Put AWS Lambda function into a VPC and then "IOException: Connection reset by peer" started happening, but only occasionally

Question

I have a Java AWS Lambda function serving as an API via API Gateway. For the past few months, it's been running 24/7 and hasn't had this particular error before.

Today, I did an update to add Elasticache, which required me to put the Lambda into the same VPC as the Elasticache. Before this, the Lambda was not assigned to any VPC, just running as normal.

After lots of config adjustments, it seemed like I finally got it working - the Lambda JAR is now able to connect to Elasticache while still having connectivity to the other things it needs.

But, a few minutes after deployment, I started getting this error from an Algorithmia call:

java.util.concurrent.ExecutionException: java.io.IOException: Connection reset by peer
at org.apache.http.concurrent.BasicFuture.getResult(BasicFuture.java:71)
at org.apache.http.concurrent.BasicFuture.get(BasicFuture.java:102)
at com.algorithmia.algo.FutureAlgoResponse.get(FutureAlgoResponse.java:41)
at <place that we invoke it>

The invoking code where the error occurs is very straightforward:

        FutureAlgoResponse futureAlgoResponse = algo.pipeAsync(<stuff>);
        AlgoResponse result = futureAlgoResponse.get(3L, TimeUnit.SECONDS);

And more importantly, it has been in production for nearly a year without ever having this error.

So I guess it must have something to do with the VPC! But, it works most of the time.
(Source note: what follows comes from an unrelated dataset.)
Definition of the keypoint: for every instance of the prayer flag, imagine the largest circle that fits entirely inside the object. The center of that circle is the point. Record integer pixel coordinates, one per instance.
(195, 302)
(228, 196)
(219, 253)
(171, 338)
We're running that code every few seconds, and it only fails every few minutes. When it fails, it usually fails for 1-3 requests in a row.

Our Lambda is set to 15s timeout and the requests that fail are responding after ~1s, and to reiterate, we've never seen this error until we moved the Lambda into a VPC today.

The Lambda VPC configuration felt fairly messy and involved, so I'm sure I messed up something somewhere. But the fact that it only happens a few times every few minutes makes it hard for me to debug with my limited AWS knowledge. I'm hoping someone can share some possible causes!

Here is how I did the setup:

• Create a new VPC
• Create 2 subnets (and corresponding route tables) in the VPC, one public and one private
• Create an internet gateway for the VPC and a NAT gateway for the public subnet.
• Assign an elastic IP to the NAT gateway.
• Enable all incoming and outgoing for the security group (incoming might not be needed but we'll go back and fix that)
• Spin up an Elasticache in that VPC
• Assign the Lambda to that VPC - specifically the private subnet + aforementioned security group

I honestly haven't the slightest clue how to investigate this further, so I'm really hoping someone just knows "oh yeah connections can time out in a VPC because _____". Alternatively, would appreciate any tips on how to debug this better.

Edit: Some more searching suggests it may have to do with the NAT setup? I basically just did a default "Create NAT gateway" and threw it onto the private subnet.

Answer 1

Amazon support comes through with a diagnosis and solution!

tl;dr Yes, timeouts were the issue. Suggested fix is to implement a TCP keep-alive to make the 350-second idle timeout isn't reached (or just have more traffic, which doesn't really work for us).

What we actually did in the end is just move off of Elasticache. That was the only reason we needed to put our Lambda in a VPC, and after thinking about it, we decided it's going to be a while before our traffic reaches levels where Elasticache's benefits are really tangible to us (vs. a simple EC2-hosted Redis instance). So now our cache is just a regular Redis instance running on EC2.

Here's the full response:

"<first talking through each step of my setup and how those appear to be correct>... However, for the past two days, I do see a number of NAT gateway idle timeouts, which you suspect could be the issue. Please refer to the NAT gateway metrics below.

With this said, the IdleTimeoutCount metric counts the number of connections that transitioned from the active state to the idle state. An active connection transitions to idle if it was not closed gracefully and there was no activity for the last 350 seconds. A value greater than zero indicates that there are connections that have been moved to an idle state. If the value for IdleTimeoutCount increases, it may indicate that clients behind the NAT gateway are re-using stale connections.

As mentioned in the troubleshooting documentation, to prevent the connection from being dropped, you can initiate more traffic over the connection. Alternatively, you can also enable TCP keepalive on the instance with a value less than 350 seconds, if possible. Sending keepalive probes at a fixed interval will ensure there is some traffic going through the connection between the NAT gateway and the remote end server. The keepalive packets will reset the 350 seconds idle timeout counters, causing the connection to stay alive for as long as needed by the application.

To answer your question: “Is this what's going on here?”

Answer: After verifying that everything from a VPC perspective is in order for the Lambda functions (SG, NACLs, route tables), the NAT gateway idle timeouts are definite possibility here. This is also confirmed by the IdleTimeoutCount metric provided above showing that connections are timing out due to inactivity."